Marlen Sitompul | Rabu, 20/12/2017 19:45 WIB
Jakarta - Kementerian Energi dan Sumber Daya Mineral (ESDM) dan Komisi VII DPR dalam waktu dekat akan melakukan sidak proses pembangunan fasilitas pemurnian mineral (smelter) sejumlah perusahaan pertambangan.
Wakil Ketua
Komisi VII DPR,
Herman Khaeron mengatakan, pembangunan smelter ini terkait dengan kompensasi lainnya seperti bea dan izin ekspor.
"Nanti di masa sidang kami sudah putuskan bersama pemerintah untuk melakukan kunjungan kerja ke perusahaan pertambangan yang memiliki tanggung jawab untuk membangun smelter," kata Herman, kepada wartawan, Jakarta, Rabu (19/12).
Pemerintah dan DPR, kata politisi Demokrat ini, sudah memutuskan untuk memberikan sanksi berupa financial pinalty bagi perusahaan yang progres pembangunan smelter tidak sesuai ketentuan.
"Sanksinya masih dibuatkan aturannya dan sudah diputuskan bersama pemerintah untuk memberikan sangsi finansial pinalty bagi yang tidak sesuai progresnya.
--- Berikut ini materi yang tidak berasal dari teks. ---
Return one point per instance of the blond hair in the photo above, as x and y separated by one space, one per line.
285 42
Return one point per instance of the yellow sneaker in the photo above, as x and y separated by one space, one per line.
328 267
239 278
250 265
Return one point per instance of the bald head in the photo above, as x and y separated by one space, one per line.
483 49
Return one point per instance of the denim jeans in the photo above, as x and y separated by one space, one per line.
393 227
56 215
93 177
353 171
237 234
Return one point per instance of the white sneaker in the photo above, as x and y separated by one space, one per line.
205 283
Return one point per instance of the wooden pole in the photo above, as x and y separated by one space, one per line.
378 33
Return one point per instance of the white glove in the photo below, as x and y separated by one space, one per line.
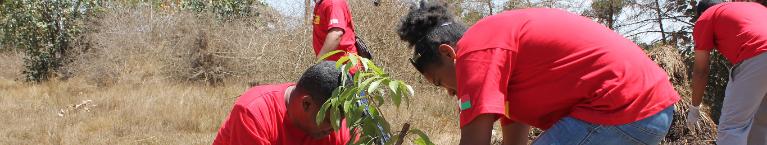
693 116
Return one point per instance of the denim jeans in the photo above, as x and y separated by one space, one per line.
571 131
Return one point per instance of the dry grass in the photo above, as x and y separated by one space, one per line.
671 60
142 73
149 75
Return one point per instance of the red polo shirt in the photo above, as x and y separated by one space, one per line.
330 14
537 66
737 29
259 118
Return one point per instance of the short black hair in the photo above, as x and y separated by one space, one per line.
703 5
426 27
320 80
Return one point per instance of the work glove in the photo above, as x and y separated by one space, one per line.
693 116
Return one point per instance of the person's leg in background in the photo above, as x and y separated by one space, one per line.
758 135
744 94
571 131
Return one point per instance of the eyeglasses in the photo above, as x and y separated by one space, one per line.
414 59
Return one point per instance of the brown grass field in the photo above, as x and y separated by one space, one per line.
166 77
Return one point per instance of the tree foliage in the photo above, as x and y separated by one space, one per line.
44 30
359 102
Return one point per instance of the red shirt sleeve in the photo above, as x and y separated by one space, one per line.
483 77
240 129
703 32
337 14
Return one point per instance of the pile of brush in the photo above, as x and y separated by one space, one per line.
672 60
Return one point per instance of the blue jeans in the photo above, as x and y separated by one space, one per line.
571 131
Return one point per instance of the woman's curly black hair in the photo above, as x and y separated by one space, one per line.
425 28
703 5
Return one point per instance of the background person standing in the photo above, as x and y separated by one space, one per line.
332 28
738 30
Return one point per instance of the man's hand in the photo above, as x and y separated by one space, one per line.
693 116
331 41
478 131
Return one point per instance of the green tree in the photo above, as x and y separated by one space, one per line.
366 119
44 30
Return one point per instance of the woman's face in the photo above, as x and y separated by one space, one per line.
443 75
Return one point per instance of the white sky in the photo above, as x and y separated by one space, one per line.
295 10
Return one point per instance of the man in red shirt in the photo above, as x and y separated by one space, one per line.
738 30
547 68
332 28
284 114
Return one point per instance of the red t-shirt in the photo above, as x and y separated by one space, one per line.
737 29
537 66
333 14
259 118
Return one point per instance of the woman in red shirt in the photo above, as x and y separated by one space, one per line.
738 30
547 68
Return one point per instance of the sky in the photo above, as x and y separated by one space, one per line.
294 9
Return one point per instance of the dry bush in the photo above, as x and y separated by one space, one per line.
12 63
162 113
671 60
139 44
431 110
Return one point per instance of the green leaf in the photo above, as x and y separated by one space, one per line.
365 63
375 68
395 95
406 91
335 118
348 67
353 59
341 61
373 86
423 139
392 140
367 81
321 113
326 55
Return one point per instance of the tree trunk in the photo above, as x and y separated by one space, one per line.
660 21
308 11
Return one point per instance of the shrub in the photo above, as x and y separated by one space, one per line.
45 31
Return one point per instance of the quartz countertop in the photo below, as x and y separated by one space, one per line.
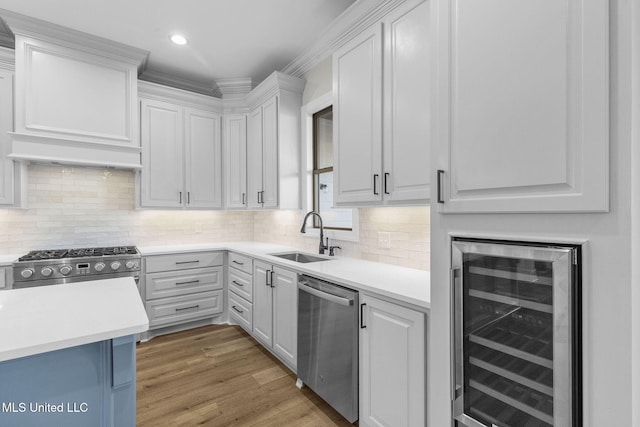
407 285
46 318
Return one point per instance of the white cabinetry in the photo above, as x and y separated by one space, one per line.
183 287
273 143
521 111
392 365
76 96
182 164
240 285
235 160
275 310
12 176
372 167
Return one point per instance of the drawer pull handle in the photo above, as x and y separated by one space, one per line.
188 308
190 282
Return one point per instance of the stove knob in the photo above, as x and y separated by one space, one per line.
65 269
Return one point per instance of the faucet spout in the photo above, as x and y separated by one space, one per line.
303 229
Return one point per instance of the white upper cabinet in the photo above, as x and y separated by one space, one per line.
273 143
381 112
76 96
181 150
521 113
235 160
357 117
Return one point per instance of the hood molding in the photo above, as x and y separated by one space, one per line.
76 96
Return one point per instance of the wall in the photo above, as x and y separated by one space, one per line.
81 207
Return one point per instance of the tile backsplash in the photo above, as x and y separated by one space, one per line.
72 206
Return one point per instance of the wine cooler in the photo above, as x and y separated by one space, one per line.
516 334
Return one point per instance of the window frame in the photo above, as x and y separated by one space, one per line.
308 167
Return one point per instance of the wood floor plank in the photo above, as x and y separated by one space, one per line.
219 375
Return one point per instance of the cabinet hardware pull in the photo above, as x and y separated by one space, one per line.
439 185
188 308
188 283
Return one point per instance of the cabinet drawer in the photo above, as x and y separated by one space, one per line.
241 283
241 262
175 283
180 309
183 261
240 312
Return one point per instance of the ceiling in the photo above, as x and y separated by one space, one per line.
228 39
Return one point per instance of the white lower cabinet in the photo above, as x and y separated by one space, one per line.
183 287
392 365
240 285
275 310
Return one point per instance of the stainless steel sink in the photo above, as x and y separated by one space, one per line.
300 257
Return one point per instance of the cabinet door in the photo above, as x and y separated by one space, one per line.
203 159
357 137
254 159
162 177
6 125
270 153
392 365
406 174
285 315
262 303
235 164
522 110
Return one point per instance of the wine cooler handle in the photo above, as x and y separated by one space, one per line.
456 325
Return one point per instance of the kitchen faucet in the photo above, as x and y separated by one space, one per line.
303 229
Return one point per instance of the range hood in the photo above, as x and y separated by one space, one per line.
75 96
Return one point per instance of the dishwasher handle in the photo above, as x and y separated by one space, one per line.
302 285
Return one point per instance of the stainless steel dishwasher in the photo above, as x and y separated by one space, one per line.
328 343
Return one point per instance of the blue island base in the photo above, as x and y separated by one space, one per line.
88 385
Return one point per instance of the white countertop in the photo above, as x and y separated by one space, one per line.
46 318
402 284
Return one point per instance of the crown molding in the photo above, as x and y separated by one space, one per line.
160 77
26 26
276 82
186 98
7 59
231 88
358 17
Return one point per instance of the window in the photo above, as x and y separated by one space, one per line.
333 218
317 147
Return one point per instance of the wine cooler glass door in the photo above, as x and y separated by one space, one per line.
512 334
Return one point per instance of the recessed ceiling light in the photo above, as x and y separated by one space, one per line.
178 39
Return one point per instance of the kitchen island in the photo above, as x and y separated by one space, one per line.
67 353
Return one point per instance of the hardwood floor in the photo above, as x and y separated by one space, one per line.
218 375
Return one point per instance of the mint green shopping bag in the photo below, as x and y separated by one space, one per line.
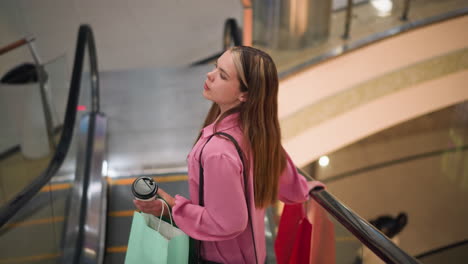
155 241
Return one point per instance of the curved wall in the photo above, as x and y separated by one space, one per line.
435 55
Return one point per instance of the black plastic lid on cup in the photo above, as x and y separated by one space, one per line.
144 188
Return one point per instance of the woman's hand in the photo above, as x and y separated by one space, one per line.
154 207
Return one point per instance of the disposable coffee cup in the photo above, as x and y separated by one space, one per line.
145 189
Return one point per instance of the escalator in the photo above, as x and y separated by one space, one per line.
43 222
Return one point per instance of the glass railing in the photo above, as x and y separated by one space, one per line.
418 167
289 37
30 150
39 214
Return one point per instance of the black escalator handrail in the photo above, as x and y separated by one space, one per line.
360 228
85 38
231 34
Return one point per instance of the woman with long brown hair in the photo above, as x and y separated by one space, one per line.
230 186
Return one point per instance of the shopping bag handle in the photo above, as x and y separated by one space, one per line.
162 212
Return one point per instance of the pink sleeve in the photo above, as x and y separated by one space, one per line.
293 187
224 215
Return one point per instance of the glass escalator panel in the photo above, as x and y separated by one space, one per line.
36 232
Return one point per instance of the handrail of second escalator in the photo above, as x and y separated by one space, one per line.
365 232
85 38
231 33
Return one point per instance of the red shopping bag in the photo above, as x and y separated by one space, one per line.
292 245
322 242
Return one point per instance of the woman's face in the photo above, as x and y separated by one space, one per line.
222 84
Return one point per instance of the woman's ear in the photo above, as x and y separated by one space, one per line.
243 97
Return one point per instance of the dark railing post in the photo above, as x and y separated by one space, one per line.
349 13
404 16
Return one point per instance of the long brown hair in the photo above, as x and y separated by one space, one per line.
259 120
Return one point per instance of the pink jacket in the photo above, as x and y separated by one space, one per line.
222 224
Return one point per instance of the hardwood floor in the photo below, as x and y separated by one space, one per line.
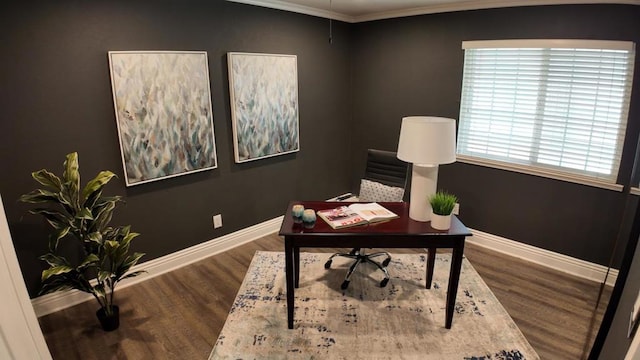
178 315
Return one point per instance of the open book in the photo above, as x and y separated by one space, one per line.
355 214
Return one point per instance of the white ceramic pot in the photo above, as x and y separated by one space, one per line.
440 222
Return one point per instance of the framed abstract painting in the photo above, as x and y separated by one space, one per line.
162 102
264 105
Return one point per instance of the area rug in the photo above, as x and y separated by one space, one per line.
403 320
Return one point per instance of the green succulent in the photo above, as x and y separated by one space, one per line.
83 214
442 203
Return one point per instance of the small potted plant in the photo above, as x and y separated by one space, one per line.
83 214
442 204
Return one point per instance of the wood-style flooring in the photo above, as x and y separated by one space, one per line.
178 315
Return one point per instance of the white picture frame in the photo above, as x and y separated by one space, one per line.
263 90
162 102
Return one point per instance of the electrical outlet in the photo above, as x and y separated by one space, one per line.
217 221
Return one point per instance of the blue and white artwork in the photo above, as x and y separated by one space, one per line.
163 111
264 105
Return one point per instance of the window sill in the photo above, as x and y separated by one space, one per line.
547 174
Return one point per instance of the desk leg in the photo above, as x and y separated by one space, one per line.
296 264
431 261
290 276
454 278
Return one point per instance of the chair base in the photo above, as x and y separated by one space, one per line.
360 256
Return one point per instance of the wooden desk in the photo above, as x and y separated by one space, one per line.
397 233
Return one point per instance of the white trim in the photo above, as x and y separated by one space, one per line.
20 333
550 259
538 172
550 43
301 9
56 301
431 9
49 303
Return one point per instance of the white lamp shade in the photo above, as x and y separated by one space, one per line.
427 140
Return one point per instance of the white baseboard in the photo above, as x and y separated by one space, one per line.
60 300
53 302
556 261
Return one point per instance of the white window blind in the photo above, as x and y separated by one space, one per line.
554 107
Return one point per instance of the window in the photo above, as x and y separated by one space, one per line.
555 108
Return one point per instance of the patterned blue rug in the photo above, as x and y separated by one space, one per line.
401 321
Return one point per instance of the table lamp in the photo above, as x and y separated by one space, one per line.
426 142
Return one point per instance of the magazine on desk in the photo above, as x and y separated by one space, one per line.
355 214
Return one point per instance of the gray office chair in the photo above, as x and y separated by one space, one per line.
385 179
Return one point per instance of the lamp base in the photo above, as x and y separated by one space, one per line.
424 180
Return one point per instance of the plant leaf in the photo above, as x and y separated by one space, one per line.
54 260
48 179
71 178
55 270
89 260
39 196
85 214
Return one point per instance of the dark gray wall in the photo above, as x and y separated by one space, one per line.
56 98
413 66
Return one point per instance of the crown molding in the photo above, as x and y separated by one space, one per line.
431 9
301 9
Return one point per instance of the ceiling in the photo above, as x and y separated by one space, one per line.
366 10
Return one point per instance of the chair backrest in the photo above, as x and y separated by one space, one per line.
384 167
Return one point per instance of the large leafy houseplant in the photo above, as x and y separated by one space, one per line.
84 215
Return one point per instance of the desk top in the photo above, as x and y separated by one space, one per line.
399 226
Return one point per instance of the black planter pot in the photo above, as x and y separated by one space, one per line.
109 322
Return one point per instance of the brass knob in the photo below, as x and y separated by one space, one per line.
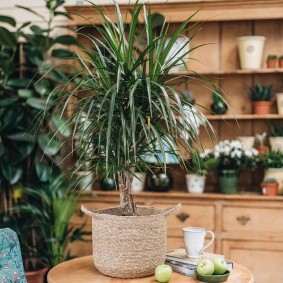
243 220
183 216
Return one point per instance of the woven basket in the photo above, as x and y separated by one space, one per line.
129 246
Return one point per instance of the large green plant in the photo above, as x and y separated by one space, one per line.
127 99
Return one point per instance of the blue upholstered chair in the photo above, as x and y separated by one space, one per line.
11 263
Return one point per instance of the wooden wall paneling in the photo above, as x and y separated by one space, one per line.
236 89
229 50
205 58
273 31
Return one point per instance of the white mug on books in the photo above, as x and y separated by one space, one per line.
194 241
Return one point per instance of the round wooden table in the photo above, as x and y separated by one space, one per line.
82 270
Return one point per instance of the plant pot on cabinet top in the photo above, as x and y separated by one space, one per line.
261 107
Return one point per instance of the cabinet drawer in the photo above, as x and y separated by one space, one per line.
189 215
252 219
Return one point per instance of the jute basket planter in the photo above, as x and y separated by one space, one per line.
129 246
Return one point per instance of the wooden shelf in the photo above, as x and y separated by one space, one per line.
231 72
177 12
245 117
Mengenai besaran sanksinya belum diputuskan," kata Herman.
Sebelumnya, Direktur Pembinaan Pengusahaan Mineral Kementerian Energi dan Sumber Daya Mineral Bambang Susigit mengatakan, pihaknya fokus memantau dan mengevaluasi realisasi ekspor dan kemajuan pembangunan smelter dalam negeri.
"Pasalnya, progres pembangunan smelter menjadi barometer perpanjangan izin ekspor bagi setiap perusahaan," kata Bambang di Jakarta, Rabu (13/12).
Menurut Bambang, perkembangan pembangunan smelter dan realisasi ekspor saat ini sudah on the track. Hal itu merujuk dari data terbaru yang diterima oleh Kementerian ESDM.
“Data terbaru kami, realisasi ekspor dan perkembangan pembangunan smelter dan realisasi ekspor dalam 3 bulan pertama menunjukkan progres positif. Untuk smelter, progresnya beragam, ada yang telah dibangun dan ada yang sedang dibangun,” terangnya.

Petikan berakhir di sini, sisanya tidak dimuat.